Is Miners' Underperformance Creating Golden Opportunities?
Weaker ETF demand for bullion has been offset by stronger physical and official sector demand. Meanwhile, gold miners continue to lag bullion, but we see pockets of opportunity.
Gold prices have been flat year to date after reaching an all-time peak in late 2011, as weaker exchange-traded fund inflows have led to modest declines in gold investment demand. Stronger physical and official sector demand for the yellow metal has helped to pick up most of the slack from weaker ETF demand, however, providing a measure of support for gold prices. While we think gold prices will probably remain strong over the near to intermediate term, we maintain our long-term forecast of $1,200 per ounce as current investment demand looks unsustainable over the long run, in our view. On the equities side, gold miners have continued their free fall in recent quarters, deepening their recent underperformance relative to bullion. We think valuation disconnects relative to bullion as well as higher dividend payments could help gold mining equities regain some ground; however, rampant cost inflation and heightened competition for investor inflows by bullion bars and gold-backed ETFs remain key downside risks for gold mining shares. Our top pick in gold mining is Yamana Gold (AUY). Narrow-moat gold miner Eldorado Gold (EGO) is another stock to watch for potential investment opportunities down the road once it clears its near-term operational hurdles. However, we are steering clear of overvalued Goldcorp (GG).

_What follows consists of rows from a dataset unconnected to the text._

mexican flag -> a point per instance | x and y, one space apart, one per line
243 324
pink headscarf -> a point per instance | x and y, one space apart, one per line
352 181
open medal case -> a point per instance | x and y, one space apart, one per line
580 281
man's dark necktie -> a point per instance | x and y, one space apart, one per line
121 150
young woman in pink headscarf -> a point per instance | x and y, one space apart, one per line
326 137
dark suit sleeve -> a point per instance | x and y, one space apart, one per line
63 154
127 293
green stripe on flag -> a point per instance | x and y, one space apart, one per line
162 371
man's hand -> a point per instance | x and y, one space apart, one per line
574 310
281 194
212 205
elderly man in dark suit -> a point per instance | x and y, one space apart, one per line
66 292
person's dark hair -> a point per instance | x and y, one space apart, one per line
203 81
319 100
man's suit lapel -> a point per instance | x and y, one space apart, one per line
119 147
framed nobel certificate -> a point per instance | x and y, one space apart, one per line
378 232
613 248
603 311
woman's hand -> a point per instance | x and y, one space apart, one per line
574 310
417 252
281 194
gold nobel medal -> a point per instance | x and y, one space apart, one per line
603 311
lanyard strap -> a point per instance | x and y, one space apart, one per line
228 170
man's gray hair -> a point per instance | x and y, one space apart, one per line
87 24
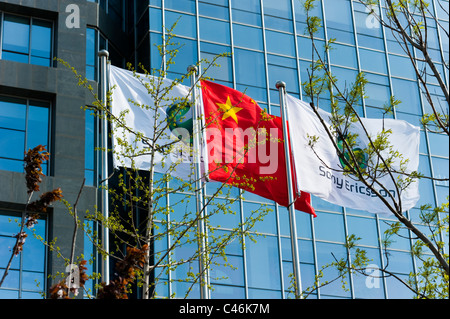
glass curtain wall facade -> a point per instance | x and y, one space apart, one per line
267 44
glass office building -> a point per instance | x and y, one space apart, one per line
267 43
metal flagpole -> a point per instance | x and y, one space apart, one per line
103 54
281 86
199 188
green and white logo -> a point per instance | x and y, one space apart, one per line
179 118
360 156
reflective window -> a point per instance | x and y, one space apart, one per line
24 124
343 55
339 20
373 61
185 24
280 43
250 68
214 30
248 12
26 40
248 37
263 263
26 278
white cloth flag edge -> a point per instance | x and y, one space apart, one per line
128 87
310 176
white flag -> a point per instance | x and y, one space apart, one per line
127 91
320 172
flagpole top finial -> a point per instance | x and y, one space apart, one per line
103 53
280 84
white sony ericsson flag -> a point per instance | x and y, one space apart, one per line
319 172
127 92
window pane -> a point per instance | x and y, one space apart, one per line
343 55
186 24
280 43
250 68
12 113
263 264
214 30
326 222
339 20
373 61
408 93
37 133
12 144
41 33
16 34
248 37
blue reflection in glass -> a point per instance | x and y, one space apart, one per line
16 34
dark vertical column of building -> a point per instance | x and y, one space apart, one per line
58 84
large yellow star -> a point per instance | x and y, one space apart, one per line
229 110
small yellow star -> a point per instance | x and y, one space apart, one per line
229 110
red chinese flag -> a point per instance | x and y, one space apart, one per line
245 145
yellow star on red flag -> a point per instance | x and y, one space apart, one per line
229 110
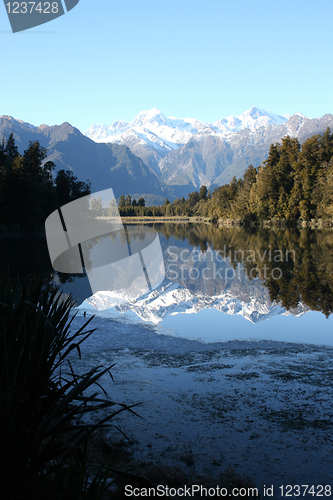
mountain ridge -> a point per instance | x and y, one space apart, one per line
186 153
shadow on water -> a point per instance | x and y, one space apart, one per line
294 265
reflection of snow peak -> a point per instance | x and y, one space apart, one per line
171 299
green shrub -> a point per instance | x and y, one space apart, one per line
43 439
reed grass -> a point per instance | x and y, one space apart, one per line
43 402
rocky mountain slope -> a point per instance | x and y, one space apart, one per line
186 153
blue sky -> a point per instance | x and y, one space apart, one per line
106 60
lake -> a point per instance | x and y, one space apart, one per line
230 354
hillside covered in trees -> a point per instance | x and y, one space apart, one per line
294 183
28 191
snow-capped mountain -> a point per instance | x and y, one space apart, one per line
186 153
173 132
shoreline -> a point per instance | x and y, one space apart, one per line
263 408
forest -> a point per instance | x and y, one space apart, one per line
294 183
28 190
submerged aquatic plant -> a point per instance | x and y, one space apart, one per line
43 439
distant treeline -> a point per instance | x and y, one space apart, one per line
294 183
28 191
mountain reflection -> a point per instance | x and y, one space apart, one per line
251 271
295 266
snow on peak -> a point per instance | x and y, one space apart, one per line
174 132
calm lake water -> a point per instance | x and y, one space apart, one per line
220 284
265 405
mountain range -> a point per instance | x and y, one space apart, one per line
187 153
161 157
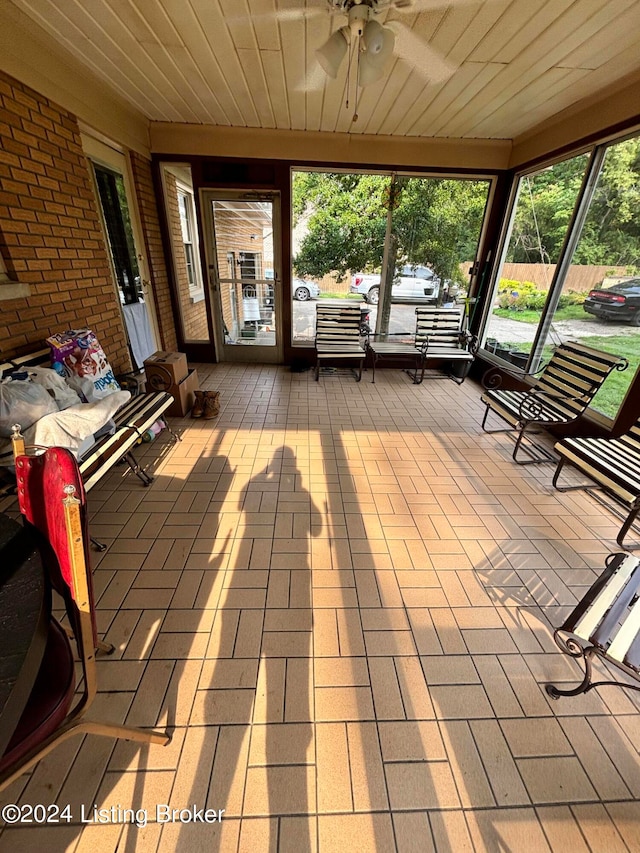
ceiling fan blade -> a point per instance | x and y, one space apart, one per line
287 13
419 55
415 6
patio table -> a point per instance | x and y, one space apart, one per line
25 611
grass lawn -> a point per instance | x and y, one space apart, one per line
609 397
571 312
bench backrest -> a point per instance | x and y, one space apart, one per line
337 324
577 371
439 327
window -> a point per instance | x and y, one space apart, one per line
187 219
117 221
350 227
571 263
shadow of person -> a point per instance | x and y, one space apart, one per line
255 703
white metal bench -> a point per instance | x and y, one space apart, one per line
338 332
440 337
560 395
605 624
131 422
613 465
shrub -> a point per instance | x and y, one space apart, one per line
526 296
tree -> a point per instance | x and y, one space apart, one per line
611 232
435 222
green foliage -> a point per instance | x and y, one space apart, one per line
611 233
525 296
436 222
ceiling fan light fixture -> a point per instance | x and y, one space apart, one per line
378 43
333 51
373 37
370 71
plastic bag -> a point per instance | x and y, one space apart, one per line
23 402
77 352
53 382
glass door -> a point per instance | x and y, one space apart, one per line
242 250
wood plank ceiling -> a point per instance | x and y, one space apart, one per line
489 69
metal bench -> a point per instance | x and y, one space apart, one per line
338 336
131 422
561 394
605 624
613 464
440 336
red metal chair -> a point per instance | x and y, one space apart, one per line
52 502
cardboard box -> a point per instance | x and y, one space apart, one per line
183 395
164 365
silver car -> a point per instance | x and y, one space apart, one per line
304 290
411 284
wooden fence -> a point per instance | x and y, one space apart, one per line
579 278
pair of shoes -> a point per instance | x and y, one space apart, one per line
206 405
198 405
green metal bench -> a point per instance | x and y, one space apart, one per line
560 395
605 624
440 337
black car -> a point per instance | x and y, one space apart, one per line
619 302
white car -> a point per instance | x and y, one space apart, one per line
411 284
304 290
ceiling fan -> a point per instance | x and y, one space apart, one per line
372 43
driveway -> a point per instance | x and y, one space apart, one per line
403 319
514 332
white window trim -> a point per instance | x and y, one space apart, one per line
196 291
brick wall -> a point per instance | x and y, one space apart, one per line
148 210
50 232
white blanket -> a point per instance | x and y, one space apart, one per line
74 427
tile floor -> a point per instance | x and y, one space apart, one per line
339 595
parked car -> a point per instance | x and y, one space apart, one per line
619 302
304 290
411 284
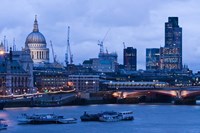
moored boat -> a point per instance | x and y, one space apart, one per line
95 117
126 115
2 104
3 125
110 118
44 119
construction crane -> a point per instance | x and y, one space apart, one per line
54 56
68 52
100 43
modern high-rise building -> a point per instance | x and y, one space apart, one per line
152 58
130 58
37 45
171 53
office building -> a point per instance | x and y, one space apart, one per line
152 58
130 58
171 53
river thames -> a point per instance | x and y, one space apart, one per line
148 119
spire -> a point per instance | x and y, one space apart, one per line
35 27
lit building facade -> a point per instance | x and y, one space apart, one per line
50 77
85 83
130 58
16 73
171 53
152 58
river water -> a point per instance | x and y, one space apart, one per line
148 119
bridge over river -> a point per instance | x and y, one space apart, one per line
186 95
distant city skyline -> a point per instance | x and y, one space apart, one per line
140 24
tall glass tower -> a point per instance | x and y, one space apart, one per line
171 53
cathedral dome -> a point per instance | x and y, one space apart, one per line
35 38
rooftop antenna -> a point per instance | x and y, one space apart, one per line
100 43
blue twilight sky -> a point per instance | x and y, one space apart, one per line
138 23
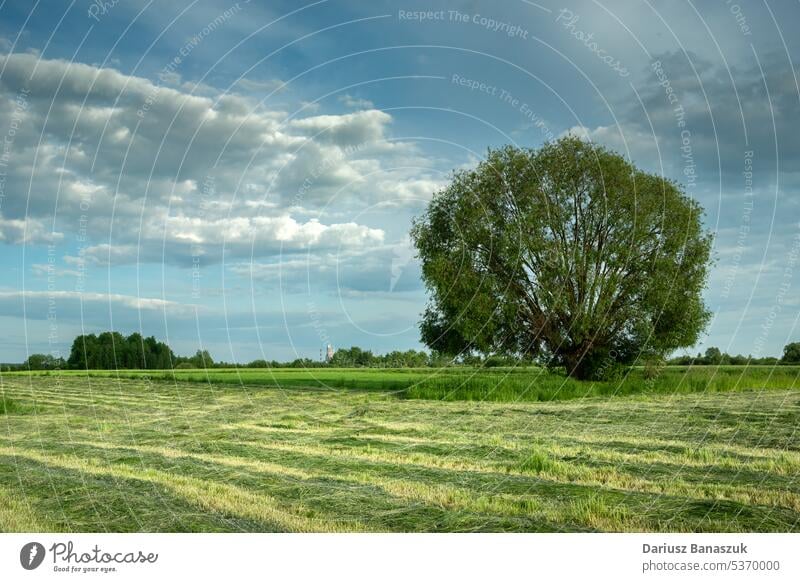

Physical Demand, Central Bank Purchases Pick Up Slack From Weaker ETF Demand
While gold demand (and prices) steadily rose during the past decade on the back of surging gold investment demand, the elevator ride up has stalled more recently, as gold investment demand decreased for two straight quarters following its local peak in the third quarter of 2011 of 500 tons. Much of the slowdown in gold investment demand can be attributed to weaker net inflows into bullion-backed ETFs since the third quarter of 2011. ETF demand reached a peak in 2009 with 617 tons of gold and has steadily declined in subsequent years. However, continued strength in physical demand for the yellow metal, especially in the form of bullion bars, has helped to pick up the slack from flagging ETF demand and prevent a sharp drop in gold demand.